L’Eq. 1.1 montre l’influence du MTTR sur la disponibilité. Autrement dit, si un système est long à réparer après une panne, sa disponibilité se dégrade.
Figure 1.2. Notions de bases relatives à la sûreté de fonctionnement.
Nous avons souvent tendance à confondre la fiabilité et la disponibilité. Il est vrai qu’une haute fiabilité se traduit le plus souvent par une haute disponibilité, mais ceci n’est pas toujours vrai et l’inverse ne l’est pas non plus.

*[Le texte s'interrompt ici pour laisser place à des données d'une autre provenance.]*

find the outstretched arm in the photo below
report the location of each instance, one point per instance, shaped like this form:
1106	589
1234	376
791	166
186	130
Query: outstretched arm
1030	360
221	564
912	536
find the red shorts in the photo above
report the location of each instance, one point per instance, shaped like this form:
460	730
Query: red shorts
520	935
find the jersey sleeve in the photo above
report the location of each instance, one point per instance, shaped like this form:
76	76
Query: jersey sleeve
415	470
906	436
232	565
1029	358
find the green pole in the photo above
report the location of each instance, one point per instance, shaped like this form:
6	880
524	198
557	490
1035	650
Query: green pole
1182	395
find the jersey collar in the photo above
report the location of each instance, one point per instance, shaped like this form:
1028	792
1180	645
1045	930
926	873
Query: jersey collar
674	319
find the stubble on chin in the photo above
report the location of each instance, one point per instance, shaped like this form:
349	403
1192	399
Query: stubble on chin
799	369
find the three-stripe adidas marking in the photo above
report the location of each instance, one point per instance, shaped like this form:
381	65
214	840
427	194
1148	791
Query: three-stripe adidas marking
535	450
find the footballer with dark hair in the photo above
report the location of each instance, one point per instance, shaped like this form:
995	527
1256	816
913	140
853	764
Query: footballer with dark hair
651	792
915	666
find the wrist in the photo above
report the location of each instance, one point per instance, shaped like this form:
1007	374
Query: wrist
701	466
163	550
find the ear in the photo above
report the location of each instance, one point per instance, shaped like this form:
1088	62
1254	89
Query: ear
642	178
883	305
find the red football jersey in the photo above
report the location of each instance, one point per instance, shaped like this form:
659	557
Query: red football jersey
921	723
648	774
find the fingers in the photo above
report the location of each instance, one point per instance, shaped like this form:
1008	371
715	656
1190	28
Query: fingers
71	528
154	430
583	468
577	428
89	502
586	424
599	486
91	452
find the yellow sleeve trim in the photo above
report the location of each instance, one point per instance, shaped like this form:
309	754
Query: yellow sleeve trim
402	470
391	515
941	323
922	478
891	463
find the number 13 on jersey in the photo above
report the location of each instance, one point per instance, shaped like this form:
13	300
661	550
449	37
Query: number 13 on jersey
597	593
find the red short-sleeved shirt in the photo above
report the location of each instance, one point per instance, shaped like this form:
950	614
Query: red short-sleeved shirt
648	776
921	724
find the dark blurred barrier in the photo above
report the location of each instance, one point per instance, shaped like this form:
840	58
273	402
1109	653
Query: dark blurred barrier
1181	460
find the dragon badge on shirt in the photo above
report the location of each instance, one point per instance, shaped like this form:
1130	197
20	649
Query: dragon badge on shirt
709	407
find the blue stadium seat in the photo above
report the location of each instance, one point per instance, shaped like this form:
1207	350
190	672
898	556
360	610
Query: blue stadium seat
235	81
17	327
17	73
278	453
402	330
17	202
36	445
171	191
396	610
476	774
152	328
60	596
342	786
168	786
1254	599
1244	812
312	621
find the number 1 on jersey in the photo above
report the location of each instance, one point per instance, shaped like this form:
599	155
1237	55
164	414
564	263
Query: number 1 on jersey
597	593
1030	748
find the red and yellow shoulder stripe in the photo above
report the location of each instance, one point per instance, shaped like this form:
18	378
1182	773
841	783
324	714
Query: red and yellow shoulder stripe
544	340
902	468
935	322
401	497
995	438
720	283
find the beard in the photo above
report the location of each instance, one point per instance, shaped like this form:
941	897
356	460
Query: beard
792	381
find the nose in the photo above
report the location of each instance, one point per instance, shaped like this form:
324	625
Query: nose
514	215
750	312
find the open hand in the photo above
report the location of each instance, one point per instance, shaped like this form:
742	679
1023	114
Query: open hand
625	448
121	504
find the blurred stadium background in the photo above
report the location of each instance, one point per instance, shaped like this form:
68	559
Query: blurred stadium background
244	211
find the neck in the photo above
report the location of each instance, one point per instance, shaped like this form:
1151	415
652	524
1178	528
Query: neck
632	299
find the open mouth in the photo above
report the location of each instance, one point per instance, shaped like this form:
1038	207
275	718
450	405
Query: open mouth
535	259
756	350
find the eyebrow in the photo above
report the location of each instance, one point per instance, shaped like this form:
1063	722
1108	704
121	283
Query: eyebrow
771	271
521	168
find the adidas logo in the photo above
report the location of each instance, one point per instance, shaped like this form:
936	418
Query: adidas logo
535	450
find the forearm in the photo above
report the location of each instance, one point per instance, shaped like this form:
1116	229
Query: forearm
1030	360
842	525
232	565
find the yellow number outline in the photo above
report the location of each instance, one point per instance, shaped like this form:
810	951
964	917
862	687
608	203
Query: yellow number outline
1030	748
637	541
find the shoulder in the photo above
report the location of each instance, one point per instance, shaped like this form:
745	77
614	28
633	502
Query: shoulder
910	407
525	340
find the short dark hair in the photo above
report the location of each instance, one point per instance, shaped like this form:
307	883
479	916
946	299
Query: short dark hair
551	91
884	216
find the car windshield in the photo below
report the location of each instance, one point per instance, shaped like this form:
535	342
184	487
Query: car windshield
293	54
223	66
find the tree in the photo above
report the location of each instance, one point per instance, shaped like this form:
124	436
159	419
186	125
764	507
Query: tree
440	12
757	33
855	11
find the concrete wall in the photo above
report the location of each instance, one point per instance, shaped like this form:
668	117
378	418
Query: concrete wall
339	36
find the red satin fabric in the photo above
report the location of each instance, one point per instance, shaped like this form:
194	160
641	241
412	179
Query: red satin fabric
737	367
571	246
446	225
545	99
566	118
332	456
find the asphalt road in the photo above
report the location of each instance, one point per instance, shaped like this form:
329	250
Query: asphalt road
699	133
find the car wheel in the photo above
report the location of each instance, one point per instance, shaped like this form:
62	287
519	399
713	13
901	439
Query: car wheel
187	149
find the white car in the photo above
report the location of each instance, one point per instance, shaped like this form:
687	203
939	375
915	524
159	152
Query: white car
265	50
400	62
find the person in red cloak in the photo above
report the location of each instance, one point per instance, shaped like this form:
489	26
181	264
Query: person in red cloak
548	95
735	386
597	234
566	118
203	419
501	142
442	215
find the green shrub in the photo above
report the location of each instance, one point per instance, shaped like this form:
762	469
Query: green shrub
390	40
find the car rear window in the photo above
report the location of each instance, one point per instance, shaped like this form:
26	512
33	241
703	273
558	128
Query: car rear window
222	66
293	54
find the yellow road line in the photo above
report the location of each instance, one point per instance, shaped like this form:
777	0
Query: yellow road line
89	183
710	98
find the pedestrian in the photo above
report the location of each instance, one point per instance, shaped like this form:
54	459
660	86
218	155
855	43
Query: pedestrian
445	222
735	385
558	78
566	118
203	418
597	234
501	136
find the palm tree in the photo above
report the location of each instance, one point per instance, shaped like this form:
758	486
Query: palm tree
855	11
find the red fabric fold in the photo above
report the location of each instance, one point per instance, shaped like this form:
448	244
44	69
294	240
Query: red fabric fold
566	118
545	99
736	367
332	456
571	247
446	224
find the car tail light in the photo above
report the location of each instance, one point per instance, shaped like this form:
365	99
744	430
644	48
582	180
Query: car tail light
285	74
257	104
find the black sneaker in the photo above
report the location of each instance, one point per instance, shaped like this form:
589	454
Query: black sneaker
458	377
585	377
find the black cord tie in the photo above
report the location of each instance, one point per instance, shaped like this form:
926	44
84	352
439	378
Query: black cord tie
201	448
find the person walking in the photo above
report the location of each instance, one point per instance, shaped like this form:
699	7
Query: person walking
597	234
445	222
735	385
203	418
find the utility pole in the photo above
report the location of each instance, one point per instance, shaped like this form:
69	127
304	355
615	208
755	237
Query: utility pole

Sur la figure 1.3, nous présentons un système fiable mais peu disponible et un système disponible mais peu fiable [22].
Figure 1.3. Différence entre fiabilité et disponibilité [22].
Pour des systèmes fortement critiques, une fiabilité élevée n’est pas toujours suffisante et il est alors nécessaire de pouvoir maintenir, en cas de panne, la disponibilité de la fonction réalisée. Ceci introduit la notion de tolérance aux pannes qui implique la capacité à assurer la mise en sécurité (au sens « Safety ») par confinement des défauts [21].
Dans ce mémoire, on s’intéressera, en particulier, à l’aspect tolérance aux pannes qu’on définira, ici, comme étant la capacité à continuer le fonctionnement en présence d’un défaut ou d’une défaillance. On confondra, alors ici, les appellations défaut, défaillance et panne. La tolérance aux défauts d’ouvertures ou de courts-circuits de phases permettra alors une continuité de fonctionnement selon les spécifications requises et contribuera ainsi à l’amélioration de la disponibilité de la machine.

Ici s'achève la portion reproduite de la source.